Auf eine ein mal ein Meter große Platte klebte er 3200 Bären in Reih und Glied nebeneinander , bemalte jeden einzeln und fixierte sie nach einem speziellen Verfahren. Um das süße Werk vor gierigen Händen zu schützen, verglaste Cordes seine "Bärilyn". Wie er auf diese ungewöhnliche Idee kam? "Eigentlich sollte es nur ein Witz sein, doch die Resonanz auf die Bilder war sehr groß. Deshalb habe ich auch mit anderen Motiven weitergemacht", sagt der Künstler.
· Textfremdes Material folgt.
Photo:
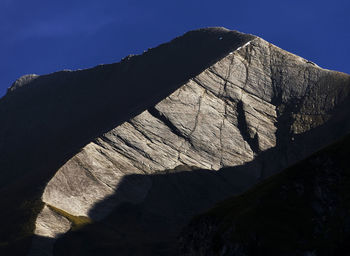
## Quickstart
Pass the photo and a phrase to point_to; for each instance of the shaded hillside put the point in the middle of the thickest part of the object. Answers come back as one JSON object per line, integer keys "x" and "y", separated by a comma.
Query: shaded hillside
{"x": 86, "y": 155}
{"x": 49, "y": 119}
{"x": 305, "y": 210}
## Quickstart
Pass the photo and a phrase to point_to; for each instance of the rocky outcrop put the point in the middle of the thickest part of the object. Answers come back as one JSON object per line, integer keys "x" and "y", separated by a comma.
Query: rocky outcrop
{"x": 209, "y": 114}
{"x": 228, "y": 115}
{"x": 22, "y": 81}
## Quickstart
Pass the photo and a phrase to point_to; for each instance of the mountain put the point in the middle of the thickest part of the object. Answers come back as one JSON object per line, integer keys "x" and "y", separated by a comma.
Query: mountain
{"x": 118, "y": 158}
{"x": 305, "y": 210}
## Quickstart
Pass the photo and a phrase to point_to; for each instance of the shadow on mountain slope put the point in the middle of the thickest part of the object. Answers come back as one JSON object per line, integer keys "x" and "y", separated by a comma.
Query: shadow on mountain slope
{"x": 152, "y": 227}
{"x": 305, "y": 210}
{"x": 46, "y": 122}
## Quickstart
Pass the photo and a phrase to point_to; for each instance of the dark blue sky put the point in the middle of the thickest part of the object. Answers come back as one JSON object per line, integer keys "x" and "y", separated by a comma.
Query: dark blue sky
{"x": 40, "y": 36}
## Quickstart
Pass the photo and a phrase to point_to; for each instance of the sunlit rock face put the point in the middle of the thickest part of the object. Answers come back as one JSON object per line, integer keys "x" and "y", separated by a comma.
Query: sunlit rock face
{"x": 226, "y": 116}
{"x": 243, "y": 110}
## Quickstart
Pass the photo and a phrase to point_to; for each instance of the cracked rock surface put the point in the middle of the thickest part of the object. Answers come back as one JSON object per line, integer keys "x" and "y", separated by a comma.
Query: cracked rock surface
{"x": 204, "y": 121}
{"x": 226, "y": 116}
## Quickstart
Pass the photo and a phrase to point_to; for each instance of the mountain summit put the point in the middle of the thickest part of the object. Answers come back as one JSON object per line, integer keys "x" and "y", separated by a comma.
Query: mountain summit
{"x": 118, "y": 158}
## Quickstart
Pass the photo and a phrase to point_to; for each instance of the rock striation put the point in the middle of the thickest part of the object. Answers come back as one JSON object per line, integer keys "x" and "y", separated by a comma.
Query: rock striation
{"x": 240, "y": 110}
{"x": 224, "y": 117}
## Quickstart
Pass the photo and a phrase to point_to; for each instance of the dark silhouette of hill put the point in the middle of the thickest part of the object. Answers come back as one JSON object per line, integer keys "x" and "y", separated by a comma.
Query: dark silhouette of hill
{"x": 46, "y": 122}
{"x": 153, "y": 226}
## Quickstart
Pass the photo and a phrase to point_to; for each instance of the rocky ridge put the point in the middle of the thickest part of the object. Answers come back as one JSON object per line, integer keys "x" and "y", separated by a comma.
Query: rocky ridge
{"x": 230, "y": 109}
{"x": 224, "y": 117}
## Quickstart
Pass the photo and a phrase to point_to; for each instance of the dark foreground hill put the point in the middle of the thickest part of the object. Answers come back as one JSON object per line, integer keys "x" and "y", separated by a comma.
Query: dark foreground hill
{"x": 305, "y": 210}
{"x": 118, "y": 158}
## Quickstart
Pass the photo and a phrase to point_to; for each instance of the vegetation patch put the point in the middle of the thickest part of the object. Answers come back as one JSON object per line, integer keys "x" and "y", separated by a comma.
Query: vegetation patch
{"x": 77, "y": 221}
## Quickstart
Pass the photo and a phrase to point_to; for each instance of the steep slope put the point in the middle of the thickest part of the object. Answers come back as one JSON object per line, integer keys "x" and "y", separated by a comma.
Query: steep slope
{"x": 252, "y": 109}
{"x": 45, "y": 121}
{"x": 305, "y": 210}
{"x": 139, "y": 143}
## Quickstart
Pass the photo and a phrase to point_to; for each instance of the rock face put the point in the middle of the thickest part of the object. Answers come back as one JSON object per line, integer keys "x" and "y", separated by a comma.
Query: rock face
{"x": 236, "y": 115}
{"x": 22, "y": 81}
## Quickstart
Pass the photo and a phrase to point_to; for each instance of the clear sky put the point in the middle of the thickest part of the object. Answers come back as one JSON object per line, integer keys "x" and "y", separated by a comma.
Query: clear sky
{"x": 41, "y": 36}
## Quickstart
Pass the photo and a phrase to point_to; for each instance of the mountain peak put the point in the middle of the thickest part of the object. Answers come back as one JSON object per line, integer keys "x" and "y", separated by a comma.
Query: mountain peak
{"x": 164, "y": 134}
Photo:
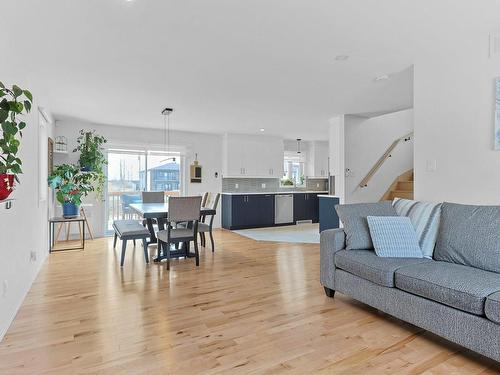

Mittlerweile gibt es nur die Monroe, sondern auch Salvador Dalì oder Thomas Gottschalk, nachgebildet aus kiloweise Gummibärchen.
Zu sehen sind die 50 Werke von Johannes Cordes , der demnächst mit seinem Atelier von Nürnberg nach Frankfurt ziehen wird, im Foyer des Cinestar Metropolis zu den üblichen Öffnungszeiten des Kinos. Die Ausstellung ist kostenlos und noch bis zum 11. Juli zu sehen.